Projecting revenue is difficult, so we prefer to provide conservative guidance

Snowflake CEO Frank Slootman told CNBC’s Jim Cramer on Wednesday that the company prefers to provide conservative guidance, saying the way it recognizes revenue creates significant uncertainty when a prediction is combined.

Slootman’s comments in an interview with “Mad Money” came after the data-analytics firm reported fourth-quarter results and fiscal 2022. Its stock was crushed in expanding trading, falling 30%. at one point before somewhat dropped by about 22%.

Investors are processing the company’s slowest revenue growth since at least 2019, as well as its guidance for fiscal 2023. Snowflake said it expects product revenue to increase between 65% to 67% in the financial year, right around 66% growth analysts expect, according to FactSet. That represents a huge slowdown from previous years.

“We took a data-driven approach, which you would expect from a data management company. We don’t put wet fingers in the air and go, ‘Well, we think it’s going to be like this,'” Slootman said. “That’s not how we do things, so we’d rather come from a conservative posture and be able to walk things.”

In fiscal 2022, Snowflake’s product revenue – which makes up the majority of its total sales – rose nearly 106%, according to its earnings presentation on Wednesday.

Slootman noted that Snowflake exceeded the fiscal 2022 product revenue forecast provided by the company on March 3, 2021. In that quarterly report, Snowflake projected product revenue growth of 82%. on a year-to-year basis.

‘Consumption model’

Frank Slootman, CEO of Snowflake, on the day of its 2020 IPO. He is known as a demanding leader, and straight shooter. “I’m often in board meetings with other companies and the CEO will put together a list of 10 priorities … well, that’s the same with no priorities,” he told CNBC recently.


Snowflake books its revenue using a “consumption model,” Slootman said, rather than a typical subscription model common in the software industry. It may take time for investors to understand how this will affect its results and ability to predict many quarters into the future, Slootman said.

“We report revenue on what people actually consume in the quarter.
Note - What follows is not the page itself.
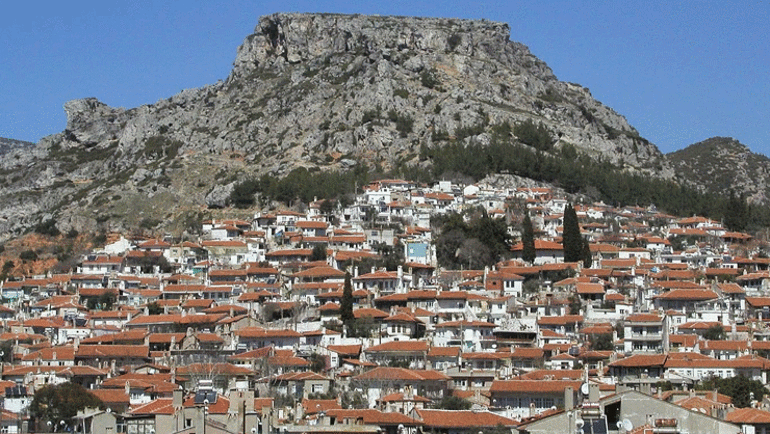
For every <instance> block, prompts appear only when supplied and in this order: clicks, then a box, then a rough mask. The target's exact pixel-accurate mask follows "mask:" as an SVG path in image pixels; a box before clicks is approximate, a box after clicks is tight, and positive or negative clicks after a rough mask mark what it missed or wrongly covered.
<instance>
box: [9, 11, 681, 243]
mask: <svg viewBox="0 0 770 434" xmlns="http://www.w3.org/2000/svg"><path fill="white" fill-rule="evenodd" d="M509 37H510V33H509V27H508V25H507V24H504V23H498V22H492V21H486V20H480V21H475V20H459V19H440V18H409V17H380V16H361V15H333V14H275V15H270V16H266V17H262V18H261V19H260V20H259V23H258V25H257V26H256V29H255V30H254V33H253V34H251V35H249V36H248V37H246V39H245V41H244V42H243V44H242V45H241V46H240V47H239V48H238V50H237V55H236V57H235V61H234V65H233V69H232V72H231V74H230V75H229V77H227V78H226V80H224V81H220V82H218V83H216V84H212V85H208V86H205V87H202V88H199V89H188V90H184V91H182V92H181V93H179V94H177V95H174V96H171V97H169V98H168V99H164V100H160V101H158V102H156V103H155V104H151V105H145V106H141V107H137V108H129V109H124V108H113V107H108V106H107V105H105V104H103V103H101V102H99V101H98V100H97V99H95V98H86V99H80V100H74V101H69V102H67V103H66V104H65V106H64V109H65V111H66V113H67V126H66V129H65V131H63V132H62V133H59V134H55V135H52V136H49V137H46V138H44V139H43V140H41V141H40V142H39V143H37V144H36V145H35V146H34V147H33V148H28V149H27V148H25V149H24V150H23V151H22V150H20V149H17V150H11V151H9V152H8V153H7V154H5V155H4V156H3V157H2V158H0V180H1V181H2V187H3V188H2V190H0V237H2V238H3V239H7V238H9V237H11V236H13V235H14V234H18V233H20V232H21V231H24V230H26V229H28V228H30V227H34V226H35V225H37V224H39V223H40V222H42V221H48V220H53V221H54V222H55V224H56V226H57V227H58V228H59V229H60V230H61V231H62V232H65V231H68V230H70V229H75V230H77V231H93V230H95V229H96V228H98V227H101V228H102V229H106V230H121V231H126V230H131V229H135V228H149V229H155V228H159V227H163V228H164V229H166V230H169V231H171V232H176V233H179V232H180V231H183V230H184V229H185V227H186V226H187V225H188V224H191V222H194V221H195V220H196V219H197V217H198V216H199V214H200V213H201V212H202V211H203V210H205V209H206V208H207V206H222V205H223V204H224V199H225V198H226V197H227V195H228V194H229V192H230V191H231V190H232V187H233V185H234V184H235V183H236V182H237V181H238V180H242V179H245V178H248V177H252V176H257V175H259V174H262V173H271V174H275V175H280V174H285V173H287V172H288V171H290V170H291V169H293V168H295V167H300V166H301V167H308V168H320V169H322V170H346V169H348V168H350V167H352V166H355V165H360V164H365V165H374V164H378V165H380V166H382V167H384V168H386V169H387V168H389V167H394V166H396V165H398V164H403V163H417V162H418V161H419V158H418V153H419V148H420V146H428V147H435V146H441V145H442V143H444V142H446V141H447V140H451V139H452V138H453V137H456V136H458V135H461V136H462V137H464V140H466V141H469V140H474V141H477V142H479V143H484V142H486V141H489V139H490V135H489V131H490V130H491V128H493V127H494V126H496V125H500V124H503V123H505V122H507V123H509V124H510V125H516V124H519V123H521V122H524V121H526V120H532V121H533V122H535V123H537V124H542V125H544V126H545V127H546V128H547V130H548V132H549V134H550V136H551V139H552V140H553V142H554V143H555V145H554V147H555V149H559V148H560V147H562V146H565V145H567V144H570V145H573V146H574V147H575V148H576V149H578V150H580V151H582V152H584V153H587V154H589V155H592V156H595V157H597V158H598V157H601V158H603V159H605V160H609V161H613V162H616V163H623V164H624V165H625V166H626V167H627V168H629V170H642V171H648V172H654V173H657V174H663V175H665V176H670V175H671V174H672V173H671V172H670V171H667V163H666V161H665V158H664V156H663V155H662V154H661V153H660V152H659V150H658V149H657V148H656V147H655V146H654V145H653V144H650V143H649V142H648V141H646V140H644V139H643V138H641V137H639V134H638V133H637V131H636V130H635V129H634V128H633V127H631V126H630V125H629V124H628V122H627V121H626V119H625V118H624V117H623V116H621V115H619V114H618V113H616V112H615V111H614V110H612V109H611V108H609V107H606V106H604V105H603V104H601V103H600V102H599V101H597V100H595V99H594V98H593V97H592V96H591V93H590V91H589V90H588V89H587V88H584V87H582V86H580V85H578V84H573V83H565V82H561V81H559V80H558V79H557V78H556V76H555V75H554V73H553V72H552V71H551V70H550V69H549V68H548V66H547V65H546V64H545V63H544V62H543V61H541V60H540V59H538V58H536V57H535V56H534V55H532V54H531V53H530V52H529V50H528V49H527V47H525V46H524V45H522V44H521V43H518V42H513V41H511V40H510V39H509ZM460 132H462V134H460Z"/></svg>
We have tons and tons of customers that we don’t have a history of that somehow we have to project exactly what they’re going to do and how they will grow, ”he said.

Snowflake’s cloud-based software allows customers to search and analyze large amounts of data, with the ability to increase capacity as they need. Snowflake had 5,944 total customers at the end of its fiscal 2022, up 44% compared to last year.

“In a consumption model, it’s not the same as a [software-as-a-service] model where things are under contract, and it has a different strange rhythm. Over time, people will get it. They grow with it, get used to it, I hope, ”said Slootman, a veteran in the tech industry who previously headed ServiceNow.

He helped publicize Snowflake in September 2020, which was then the largest software IPO ever.

Snowflake shares have dropped approximately 22% year to date, excluding the move after Wednesday hours. The stock struggles came as Wall Street shifted its focus to more defensive market segments and away from unprofitable, growth -focused companies like Snowflake.